Switching back to a 1952 start from an unfished condition in the 04-start-1952
model resulted in dynamics that were much similar to the diagnostic-2019
model (Figure 10), especially in terms of more recent estimates of spawning biomass scale and depletion. The change in how recruitment is modeled between and with the use of the early recruitment period and recruitment bias-adjustment ramp eliminates the large spike in recruitment seen in the diagnostic-2019
model and overall recruitment variability in the 04-start-1952
is moderated relative to the two models. Changing to the 04-start-1952
model did degrade fit to the index in later years (Figure 11).
Excluding size composition data
The next phase of developments considered the effect of removing size composition data from the model that were believed to be unsuitable for use in the model for either data quality, or sampling concerns.

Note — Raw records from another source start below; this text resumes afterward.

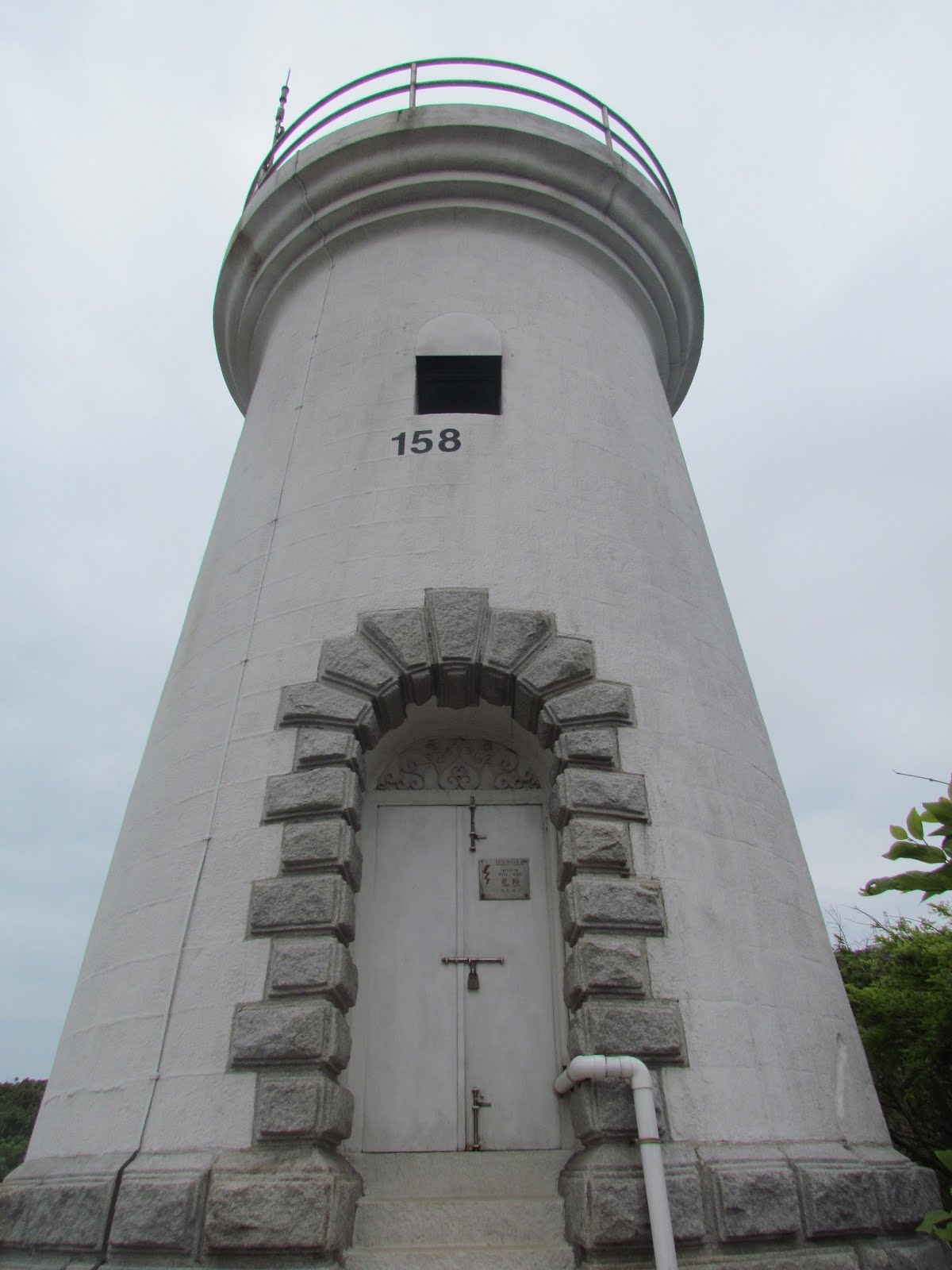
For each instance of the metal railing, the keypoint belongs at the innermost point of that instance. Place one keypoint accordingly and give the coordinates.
(607, 125)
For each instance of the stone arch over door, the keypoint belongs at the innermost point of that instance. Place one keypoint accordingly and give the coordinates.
(456, 651)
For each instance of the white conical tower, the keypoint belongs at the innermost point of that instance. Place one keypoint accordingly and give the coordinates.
(459, 772)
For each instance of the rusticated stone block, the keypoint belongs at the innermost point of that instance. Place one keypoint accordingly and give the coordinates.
(400, 635)
(323, 706)
(605, 1110)
(755, 1203)
(355, 664)
(311, 1108)
(55, 1214)
(584, 791)
(649, 1029)
(905, 1195)
(324, 846)
(329, 747)
(603, 964)
(606, 1208)
(588, 844)
(456, 622)
(593, 903)
(588, 747)
(838, 1200)
(559, 664)
(321, 903)
(321, 967)
(59, 1204)
(593, 705)
(285, 1034)
(158, 1214)
(281, 1202)
(321, 791)
(513, 638)
(920, 1254)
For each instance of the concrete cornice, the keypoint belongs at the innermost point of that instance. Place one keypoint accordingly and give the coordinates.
(441, 158)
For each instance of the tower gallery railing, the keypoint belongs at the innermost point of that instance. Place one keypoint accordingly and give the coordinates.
(607, 125)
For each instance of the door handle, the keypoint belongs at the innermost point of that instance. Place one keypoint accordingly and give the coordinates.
(478, 1102)
(473, 981)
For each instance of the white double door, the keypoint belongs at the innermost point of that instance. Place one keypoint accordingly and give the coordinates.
(431, 1038)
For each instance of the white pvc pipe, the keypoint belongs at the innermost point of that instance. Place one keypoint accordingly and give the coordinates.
(598, 1067)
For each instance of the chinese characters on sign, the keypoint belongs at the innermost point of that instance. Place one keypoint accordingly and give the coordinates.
(505, 879)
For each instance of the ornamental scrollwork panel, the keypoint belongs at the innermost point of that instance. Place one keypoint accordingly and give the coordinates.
(459, 764)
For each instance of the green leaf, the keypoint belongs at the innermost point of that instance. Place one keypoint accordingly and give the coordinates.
(935, 883)
(942, 810)
(937, 1221)
(920, 851)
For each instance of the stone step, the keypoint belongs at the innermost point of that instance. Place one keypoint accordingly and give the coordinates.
(436, 1223)
(461, 1259)
(465, 1174)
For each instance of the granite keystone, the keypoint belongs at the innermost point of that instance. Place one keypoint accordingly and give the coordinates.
(513, 637)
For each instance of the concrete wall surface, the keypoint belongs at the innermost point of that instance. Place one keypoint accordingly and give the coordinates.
(573, 505)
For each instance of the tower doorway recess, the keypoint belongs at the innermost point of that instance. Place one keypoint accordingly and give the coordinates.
(433, 1035)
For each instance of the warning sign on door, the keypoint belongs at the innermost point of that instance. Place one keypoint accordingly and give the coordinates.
(505, 879)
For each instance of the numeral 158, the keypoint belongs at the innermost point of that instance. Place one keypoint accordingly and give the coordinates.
(422, 441)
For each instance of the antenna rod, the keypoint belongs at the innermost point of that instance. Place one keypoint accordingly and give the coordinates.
(279, 116)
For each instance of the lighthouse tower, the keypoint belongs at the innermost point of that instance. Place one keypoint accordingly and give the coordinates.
(459, 772)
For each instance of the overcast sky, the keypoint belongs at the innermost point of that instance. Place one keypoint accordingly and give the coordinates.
(809, 148)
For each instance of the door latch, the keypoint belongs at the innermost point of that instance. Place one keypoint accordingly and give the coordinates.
(474, 836)
(473, 979)
(478, 1102)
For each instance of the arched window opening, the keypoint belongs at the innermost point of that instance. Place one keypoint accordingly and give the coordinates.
(459, 366)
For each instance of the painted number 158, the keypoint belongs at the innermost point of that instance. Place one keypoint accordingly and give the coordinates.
(422, 441)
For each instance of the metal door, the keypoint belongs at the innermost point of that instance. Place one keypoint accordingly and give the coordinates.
(433, 1037)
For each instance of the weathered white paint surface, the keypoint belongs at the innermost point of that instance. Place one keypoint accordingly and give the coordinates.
(575, 499)
(429, 1041)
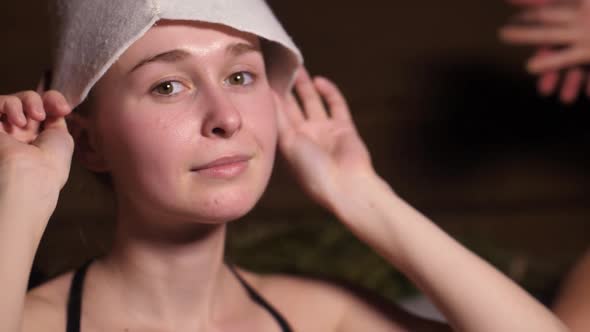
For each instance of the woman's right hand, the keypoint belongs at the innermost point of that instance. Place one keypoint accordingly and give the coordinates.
(560, 29)
(35, 146)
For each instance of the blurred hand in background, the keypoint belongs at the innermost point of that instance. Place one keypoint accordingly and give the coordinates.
(561, 31)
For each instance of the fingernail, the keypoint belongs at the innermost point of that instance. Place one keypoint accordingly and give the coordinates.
(22, 119)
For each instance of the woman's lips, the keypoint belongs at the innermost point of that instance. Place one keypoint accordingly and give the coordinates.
(226, 167)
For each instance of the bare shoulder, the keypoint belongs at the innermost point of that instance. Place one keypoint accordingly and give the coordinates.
(45, 305)
(311, 304)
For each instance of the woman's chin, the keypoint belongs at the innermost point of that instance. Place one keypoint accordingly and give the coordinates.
(224, 210)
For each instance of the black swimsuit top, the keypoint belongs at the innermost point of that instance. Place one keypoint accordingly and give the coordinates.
(75, 301)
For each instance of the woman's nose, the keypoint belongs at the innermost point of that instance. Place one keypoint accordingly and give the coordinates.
(222, 118)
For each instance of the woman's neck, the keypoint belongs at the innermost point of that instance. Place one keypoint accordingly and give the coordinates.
(177, 276)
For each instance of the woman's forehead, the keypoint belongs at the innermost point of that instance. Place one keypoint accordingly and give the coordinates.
(196, 38)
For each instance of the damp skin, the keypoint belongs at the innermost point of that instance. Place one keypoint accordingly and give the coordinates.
(152, 143)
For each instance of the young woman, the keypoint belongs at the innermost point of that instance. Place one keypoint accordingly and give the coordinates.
(184, 116)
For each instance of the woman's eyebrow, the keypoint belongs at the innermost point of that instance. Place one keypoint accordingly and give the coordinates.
(234, 49)
(170, 56)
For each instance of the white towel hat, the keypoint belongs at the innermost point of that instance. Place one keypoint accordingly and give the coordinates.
(92, 34)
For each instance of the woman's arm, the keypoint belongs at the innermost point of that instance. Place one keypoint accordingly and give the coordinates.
(34, 166)
(573, 302)
(334, 167)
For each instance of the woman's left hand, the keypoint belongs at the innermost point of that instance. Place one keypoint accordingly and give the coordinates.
(319, 140)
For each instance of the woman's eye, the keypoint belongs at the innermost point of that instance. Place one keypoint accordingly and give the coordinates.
(169, 88)
(240, 78)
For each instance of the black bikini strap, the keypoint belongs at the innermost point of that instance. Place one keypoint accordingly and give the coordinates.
(75, 300)
(262, 302)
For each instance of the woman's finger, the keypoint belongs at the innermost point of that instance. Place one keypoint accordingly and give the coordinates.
(55, 104)
(292, 110)
(32, 105)
(12, 107)
(310, 99)
(559, 60)
(572, 85)
(337, 104)
(539, 35)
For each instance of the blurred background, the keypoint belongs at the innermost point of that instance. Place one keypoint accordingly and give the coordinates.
(453, 122)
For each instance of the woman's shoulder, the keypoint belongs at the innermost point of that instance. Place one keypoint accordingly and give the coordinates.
(45, 305)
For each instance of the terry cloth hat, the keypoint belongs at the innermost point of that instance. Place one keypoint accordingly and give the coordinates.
(92, 34)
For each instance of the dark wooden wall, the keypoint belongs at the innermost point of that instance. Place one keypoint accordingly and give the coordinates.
(452, 120)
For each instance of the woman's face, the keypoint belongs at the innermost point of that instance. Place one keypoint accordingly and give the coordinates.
(185, 123)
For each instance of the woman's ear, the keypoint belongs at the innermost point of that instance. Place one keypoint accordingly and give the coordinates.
(87, 150)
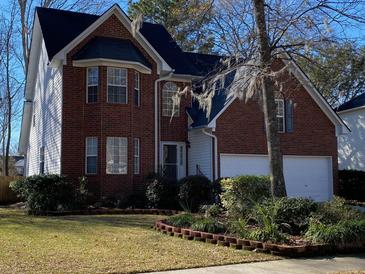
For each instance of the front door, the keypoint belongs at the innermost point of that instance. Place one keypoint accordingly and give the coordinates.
(173, 160)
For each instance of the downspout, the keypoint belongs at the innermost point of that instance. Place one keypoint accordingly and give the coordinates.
(157, 111)
(215, 152)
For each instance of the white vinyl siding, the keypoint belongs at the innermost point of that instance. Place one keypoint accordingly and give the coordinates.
(48, 118)
(168, 91)
(117, 155)
(200, 153)
(117, 85)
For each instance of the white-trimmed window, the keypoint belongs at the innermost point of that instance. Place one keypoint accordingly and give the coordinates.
(41, 160)
(136, 156)
(137, 89)
(168, 91)
(117, 85)
(116, 155)
(91, 151)
(92, 84)
(280, 114)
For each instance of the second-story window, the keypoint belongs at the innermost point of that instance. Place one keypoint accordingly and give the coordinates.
(117, 85)
(92, 84)
(280, 114)
(136, 92)
(168, 91)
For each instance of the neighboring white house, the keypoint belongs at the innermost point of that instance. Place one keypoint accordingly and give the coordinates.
(351, 147)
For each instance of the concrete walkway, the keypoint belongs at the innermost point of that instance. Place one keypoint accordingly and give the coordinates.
(296, 266)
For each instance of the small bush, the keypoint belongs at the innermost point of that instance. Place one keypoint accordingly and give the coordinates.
(211, 211)
(194, 191)
(161, 192)
(240, 194)
(347, 231)
(208, 225)
(266, 215)
(295, 212)
(43, 193)
(352, 184)
(181, 220)
(336, 210)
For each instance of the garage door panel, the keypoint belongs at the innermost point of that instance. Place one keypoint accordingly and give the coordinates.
(305, 176)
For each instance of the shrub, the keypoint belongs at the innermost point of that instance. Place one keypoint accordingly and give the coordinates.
(347, 231)
(181, 220)
(295, 212)
(352, 184)
(194, 191)
(266, 215)
(241, 193)
(161, 192)
(43, 193)
(336, 210)
(208, 225)
(211, 211)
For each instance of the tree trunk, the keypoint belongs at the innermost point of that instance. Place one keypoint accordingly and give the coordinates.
(269, 107)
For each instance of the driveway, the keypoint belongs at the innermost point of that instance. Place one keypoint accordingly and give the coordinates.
(328, 264)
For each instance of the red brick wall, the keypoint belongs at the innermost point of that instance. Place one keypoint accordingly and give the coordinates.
(103, 119)
(240, 129)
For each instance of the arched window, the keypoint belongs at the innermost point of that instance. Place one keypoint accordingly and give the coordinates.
(168, 91)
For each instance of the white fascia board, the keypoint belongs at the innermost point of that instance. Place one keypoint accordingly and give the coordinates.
(112, 63)
(350, 110)
(115, 9)
(34, 55)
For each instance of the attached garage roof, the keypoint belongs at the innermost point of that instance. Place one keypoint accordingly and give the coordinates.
(111, 48)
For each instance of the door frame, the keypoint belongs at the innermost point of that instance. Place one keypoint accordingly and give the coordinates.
(181, 170)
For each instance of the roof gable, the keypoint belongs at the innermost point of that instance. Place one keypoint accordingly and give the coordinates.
(111, 48)
(357, 102)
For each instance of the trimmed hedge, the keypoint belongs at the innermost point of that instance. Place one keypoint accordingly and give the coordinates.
(352, 184)
(43, 193)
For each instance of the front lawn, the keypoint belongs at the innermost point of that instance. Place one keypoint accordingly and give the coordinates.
(102, 243)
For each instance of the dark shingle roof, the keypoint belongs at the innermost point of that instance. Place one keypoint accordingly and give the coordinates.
(60, 27)
(111, 48)
(219, 101)
(165, 45)
(204, 63)
(356, 102)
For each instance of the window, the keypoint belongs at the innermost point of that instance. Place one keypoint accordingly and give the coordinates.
(91, 145)
(116, 155)
(117, 85)
(136, 152)
(41, 160)
(136, 93)
(92, 85)
(168, 91)
(280, 114)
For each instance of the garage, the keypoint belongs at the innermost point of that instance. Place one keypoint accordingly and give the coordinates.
(305, 176)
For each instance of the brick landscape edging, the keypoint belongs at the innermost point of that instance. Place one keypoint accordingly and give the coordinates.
(257, 246)
(111, 211)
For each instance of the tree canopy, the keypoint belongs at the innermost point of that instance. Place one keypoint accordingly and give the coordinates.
(187, 21)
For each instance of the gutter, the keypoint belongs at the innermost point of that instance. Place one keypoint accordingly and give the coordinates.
(157, 120)
(215, 152)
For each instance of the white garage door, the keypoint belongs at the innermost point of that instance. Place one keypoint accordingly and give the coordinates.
(305, 176)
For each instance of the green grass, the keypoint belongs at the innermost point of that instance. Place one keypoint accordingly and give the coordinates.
(102, 243)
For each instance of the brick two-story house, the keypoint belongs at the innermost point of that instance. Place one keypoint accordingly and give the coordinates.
(98, 103)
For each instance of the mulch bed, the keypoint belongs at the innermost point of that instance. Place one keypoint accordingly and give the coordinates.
(300, 250)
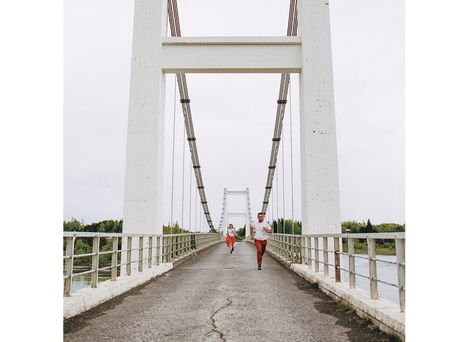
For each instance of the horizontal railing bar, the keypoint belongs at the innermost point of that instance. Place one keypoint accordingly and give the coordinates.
(82, 273)
(96, 234)
(380, 236)
(386, 283)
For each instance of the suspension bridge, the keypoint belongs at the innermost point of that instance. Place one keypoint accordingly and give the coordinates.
(185, 287)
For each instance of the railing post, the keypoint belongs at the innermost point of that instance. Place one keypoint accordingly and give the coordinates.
(316, 252)
(299, 248)
(303, 249)
(150, 251)
(400, 252)
(352, 264)
(372, 268)
(69, 252)
(325, 256)
(336, 244)
(95, 262)
(129, 255)
(115, 247)
(140, 254)
(158, 250)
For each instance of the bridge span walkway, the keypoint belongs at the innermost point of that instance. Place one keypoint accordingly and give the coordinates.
(217, 296)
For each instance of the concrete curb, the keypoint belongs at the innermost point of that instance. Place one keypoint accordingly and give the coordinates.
(382, 313)
(88, 298)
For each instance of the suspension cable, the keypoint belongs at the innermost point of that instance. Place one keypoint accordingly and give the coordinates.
(277, 204)
(282, 166)
(292, 169)
(190, 204)
(185, 101)
(281, 104)
(173, 154)
(183, 181)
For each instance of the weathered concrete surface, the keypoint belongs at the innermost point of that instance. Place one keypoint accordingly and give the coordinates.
(219, 296)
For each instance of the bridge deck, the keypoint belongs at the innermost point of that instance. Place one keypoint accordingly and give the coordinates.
(217, 296)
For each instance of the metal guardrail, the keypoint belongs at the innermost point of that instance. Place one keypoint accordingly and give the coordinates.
(305, 249)
(158, 249)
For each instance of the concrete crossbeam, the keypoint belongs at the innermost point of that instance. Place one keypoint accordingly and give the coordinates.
(231, 55)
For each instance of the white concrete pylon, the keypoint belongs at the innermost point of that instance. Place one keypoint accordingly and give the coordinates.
(226, 214)
(319, 162)
(309, 54)
(143, 201)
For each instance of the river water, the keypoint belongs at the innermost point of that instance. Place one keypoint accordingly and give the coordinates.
(385, 272)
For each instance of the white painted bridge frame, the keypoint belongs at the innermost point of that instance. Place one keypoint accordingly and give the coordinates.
(155, 54)
(226, 214)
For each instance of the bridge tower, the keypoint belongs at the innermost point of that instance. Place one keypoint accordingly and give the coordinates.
(154, 54)
(226, 214)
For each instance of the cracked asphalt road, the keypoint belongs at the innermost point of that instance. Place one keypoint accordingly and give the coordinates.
(217, 296)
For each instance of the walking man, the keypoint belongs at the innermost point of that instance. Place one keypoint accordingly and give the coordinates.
(231, 237)
(259, 232)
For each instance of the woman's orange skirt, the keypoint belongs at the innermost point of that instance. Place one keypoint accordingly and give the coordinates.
(230, 240)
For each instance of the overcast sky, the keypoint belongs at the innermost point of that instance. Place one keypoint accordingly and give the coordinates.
(234, 114)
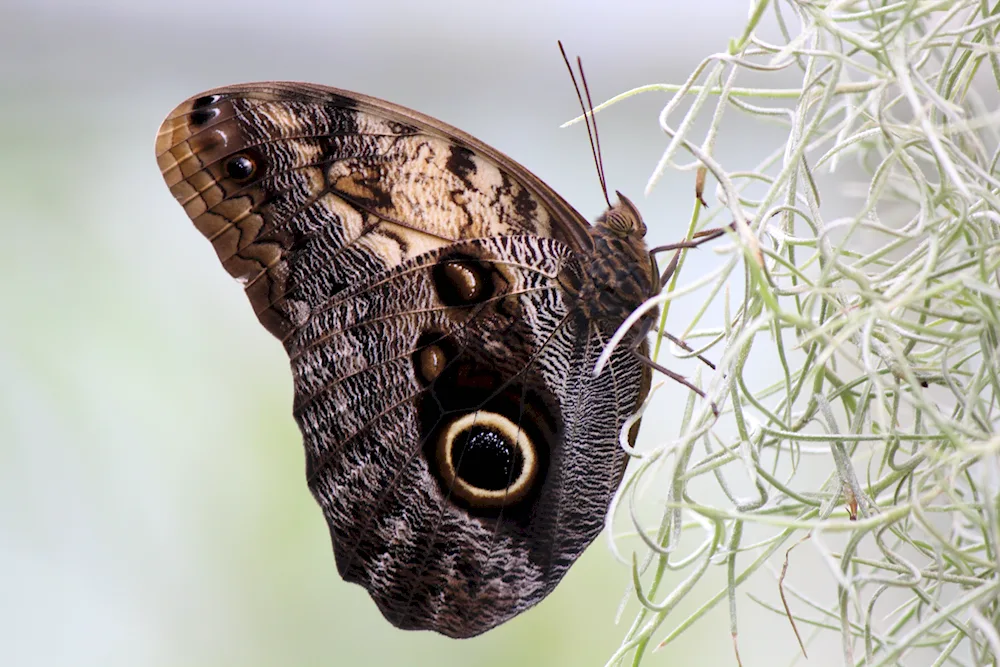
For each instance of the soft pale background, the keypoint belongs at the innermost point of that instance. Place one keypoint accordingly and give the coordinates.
(152, 503)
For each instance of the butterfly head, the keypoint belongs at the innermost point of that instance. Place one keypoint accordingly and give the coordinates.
(616, 275)
(623, 219)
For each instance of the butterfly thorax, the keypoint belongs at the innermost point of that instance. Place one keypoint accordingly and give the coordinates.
(616, 276)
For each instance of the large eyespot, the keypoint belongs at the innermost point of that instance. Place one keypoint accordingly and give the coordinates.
(240, 168)
(486, 460)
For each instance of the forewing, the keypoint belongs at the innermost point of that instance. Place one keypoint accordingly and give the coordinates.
(304, 190)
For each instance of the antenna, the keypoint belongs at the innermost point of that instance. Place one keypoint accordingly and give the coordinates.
(588, 118)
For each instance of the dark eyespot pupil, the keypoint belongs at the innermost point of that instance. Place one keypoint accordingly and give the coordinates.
(240, 167)
(202, 116)
(486, 459)
(204, 101)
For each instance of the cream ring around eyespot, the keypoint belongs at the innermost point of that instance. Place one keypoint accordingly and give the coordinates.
(512, 435)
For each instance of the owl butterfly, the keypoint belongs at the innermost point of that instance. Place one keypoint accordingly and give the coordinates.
(443, 310)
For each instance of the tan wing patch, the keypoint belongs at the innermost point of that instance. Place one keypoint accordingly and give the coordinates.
(302, 195)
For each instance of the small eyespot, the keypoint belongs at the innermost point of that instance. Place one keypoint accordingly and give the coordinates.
(205, 100)
(432, 353)
(201, 116)
(463, 281)
(240, 168)
(487, 460)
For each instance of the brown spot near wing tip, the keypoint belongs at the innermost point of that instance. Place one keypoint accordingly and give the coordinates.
(461, 163)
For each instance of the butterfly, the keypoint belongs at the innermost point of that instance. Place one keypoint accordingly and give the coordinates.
(442, 309)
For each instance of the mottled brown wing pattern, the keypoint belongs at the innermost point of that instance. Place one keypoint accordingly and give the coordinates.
(428, 292)
(271, 171)
(429, 558)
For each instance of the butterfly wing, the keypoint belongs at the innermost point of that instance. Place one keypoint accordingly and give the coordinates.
(303, 190)
(460, 449)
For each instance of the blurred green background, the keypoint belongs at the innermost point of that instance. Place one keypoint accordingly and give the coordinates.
(153, 509)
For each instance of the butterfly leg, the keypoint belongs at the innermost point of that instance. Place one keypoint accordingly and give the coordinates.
(676, 377)
(701, 237)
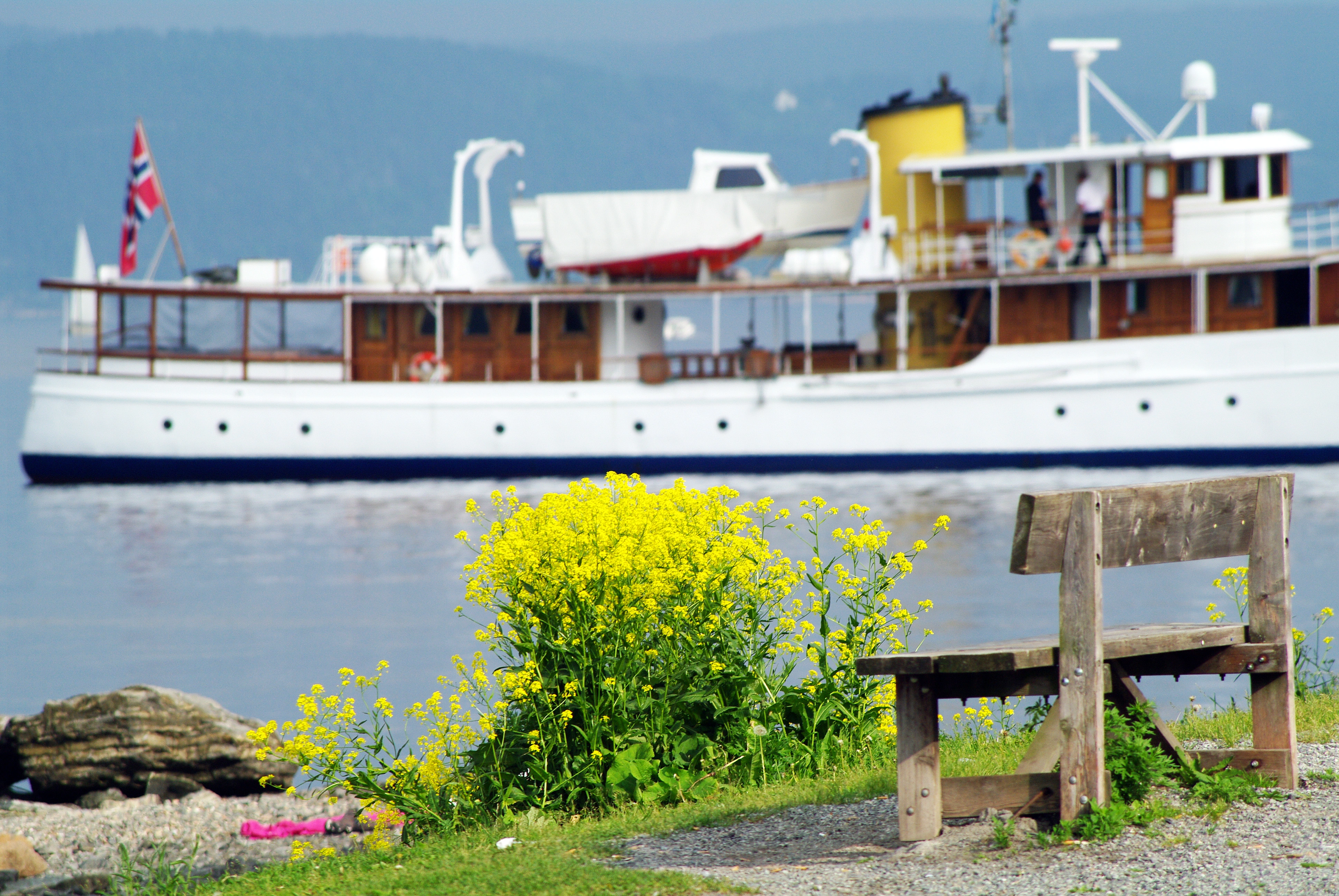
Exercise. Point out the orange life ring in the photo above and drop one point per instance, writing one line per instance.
(1030, 250)
(425, 367)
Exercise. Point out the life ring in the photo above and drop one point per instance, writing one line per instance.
(426, 367)
(1030, 250)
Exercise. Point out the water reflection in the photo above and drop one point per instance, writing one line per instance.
(252, 592)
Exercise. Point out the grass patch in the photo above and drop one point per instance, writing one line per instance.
(971, 756)
(1318, 722)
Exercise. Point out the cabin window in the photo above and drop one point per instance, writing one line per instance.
(1157, 183)
(425, 322)
(732, 177)
(1136, 297)
(574, 319)
(1242, 177)
(1279, 175)
(477, 322)
(1245, 291)
(1192, 176)
(374, 318)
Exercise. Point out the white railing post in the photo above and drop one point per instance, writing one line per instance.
(995, 312)
(535, 339)
(809, 331)
(903, 337)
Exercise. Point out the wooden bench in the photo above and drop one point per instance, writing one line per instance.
(1077, 535)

Prior to the meeting start, the SPC spent considerable time reviewing the size composition data for each fishery and provided guidance (P. Hamer, pers. comm.) on which data should be excluded. Based on this information, two additional models 05-exclude-bad-comp
and 06-exclude-more-comp
were sequentially developed from 04-start-1952
to remove un-representative data, minimize data conflicts, and improve the fit to the remaining data (index and size composition). Note that these exclusions were largely exploratory and does not necessarily reflect final decisions on the inclusion/exclusion of data for a proposed 2025 stock assessment model. The cumulative changes leading to the 06-exclude-more-comp
are described below.
Length composition changes
- Fleet 1 (JP LL; sub-region 1): Eliminated all length composition due to small sample sizes and temporal patchiness.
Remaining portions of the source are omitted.